I think it would be inconsiderate of me to post my primary trauma experience here, that would require my own post, so I would like to share my secondary trauma experiences with you (SethR and others) and ask if you experienced any of the same:
1) being able to somehow convince yourself that the things you experienced did not exist or happened to somebody else.
2) reliving the experiences you convinced yourself never happened in memories (at the time thought of as fantasies) and dreams and then being disgusted with yourself, thinking that there was something so terribly wrong with you for having such disturbing "fantasies".
3) finally recognising it for what it was and then feeling like you couldn't tell anyone about it because it would frighten or disgust them to the point where they hated you
4) telling other males you trusted about it and being told that 4.1) you made it up and it was a fantasy 4.2) it happened but you encouraged it and enjoyed it 4.3) that you were homosexual or "a little pussy" for not enjoying it - "I wish an older woman would do something like that to me" 4.4) being told that it just didn't matter, that you and all men are basically "sexual predators" and that you should just "grow a pair of balls" and sexually abuse women yourself.
5) Having major difficulty becoming physically or emotionally intimate with women, including but not strictly limited to 5.1) feeling hateful and disgusted with yourself for loving someone, feeling like you could hurt or rape someone without intending to. 5.2) sudden and unprovoked feelings of anger or coldness towards the woman you love. 5.3) having number 3 fully realised as you get into a relationship with a woman who has been raped, she tells you about everything she has been through and you sit and cry with her that somebody could do something so horrible to someone so special, deciding to share your story with her...
and getting nothing but anger and hatred back. Being told that you are "laughing at" what she has been through, being told that all men, including you are rapists, that you are making it up in an attempt to "outdo" her and get sympathy out of her based on a lie so that she will do things for you, being told that you are a liar and that she can't ever trust a thing you say to her again, that "no woman has ever raped a man" (even though I did not describe a rape, it was sexual in nature but not "sex" by anyone except the most extreme fetishist's definition) that what you said was a cheap attempt to discredit the "real suffering" experienced by so many women and that telling her this felt like you raping her.

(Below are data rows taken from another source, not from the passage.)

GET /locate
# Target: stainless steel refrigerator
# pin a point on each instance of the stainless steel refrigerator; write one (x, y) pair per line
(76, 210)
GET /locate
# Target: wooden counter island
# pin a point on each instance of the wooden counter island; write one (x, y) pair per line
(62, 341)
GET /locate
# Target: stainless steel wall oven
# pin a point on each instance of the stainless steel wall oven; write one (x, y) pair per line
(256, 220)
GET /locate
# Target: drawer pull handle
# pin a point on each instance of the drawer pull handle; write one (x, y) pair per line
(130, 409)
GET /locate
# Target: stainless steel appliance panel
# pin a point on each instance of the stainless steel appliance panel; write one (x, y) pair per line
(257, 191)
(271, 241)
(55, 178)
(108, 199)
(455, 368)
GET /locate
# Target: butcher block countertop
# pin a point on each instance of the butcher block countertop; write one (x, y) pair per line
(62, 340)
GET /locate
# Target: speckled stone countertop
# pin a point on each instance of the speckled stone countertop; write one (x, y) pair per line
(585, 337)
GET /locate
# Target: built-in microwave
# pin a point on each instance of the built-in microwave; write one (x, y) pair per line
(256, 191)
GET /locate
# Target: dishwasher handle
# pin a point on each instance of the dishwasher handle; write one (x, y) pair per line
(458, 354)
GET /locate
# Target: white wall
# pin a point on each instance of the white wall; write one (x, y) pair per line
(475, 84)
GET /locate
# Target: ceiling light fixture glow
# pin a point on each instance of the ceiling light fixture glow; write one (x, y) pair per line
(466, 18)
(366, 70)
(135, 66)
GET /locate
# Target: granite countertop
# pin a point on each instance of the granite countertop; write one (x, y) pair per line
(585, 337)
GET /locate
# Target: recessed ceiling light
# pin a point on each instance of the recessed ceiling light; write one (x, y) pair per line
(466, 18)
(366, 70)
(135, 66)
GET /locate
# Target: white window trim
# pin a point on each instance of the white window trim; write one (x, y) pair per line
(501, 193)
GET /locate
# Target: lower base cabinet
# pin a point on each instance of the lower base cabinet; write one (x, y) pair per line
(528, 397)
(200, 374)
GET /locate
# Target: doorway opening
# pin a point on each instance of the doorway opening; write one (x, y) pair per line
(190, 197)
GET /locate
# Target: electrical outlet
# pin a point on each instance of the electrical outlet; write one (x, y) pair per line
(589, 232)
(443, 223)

- the items I wrote under point 5 were not as painful as they may have seemed; this is because I understood the way this woman felt while telling me all these delightful things. I knew exactly where she was coming from. I only wish that she would read stories like yours and realise that I was not making it up or trying to discredit the suffering felt by far, far too many women, that I shared this with her because I wanted her to know that she was not alone and that for all the pain that men have caused her, there are actually some out there who do know what she has been through.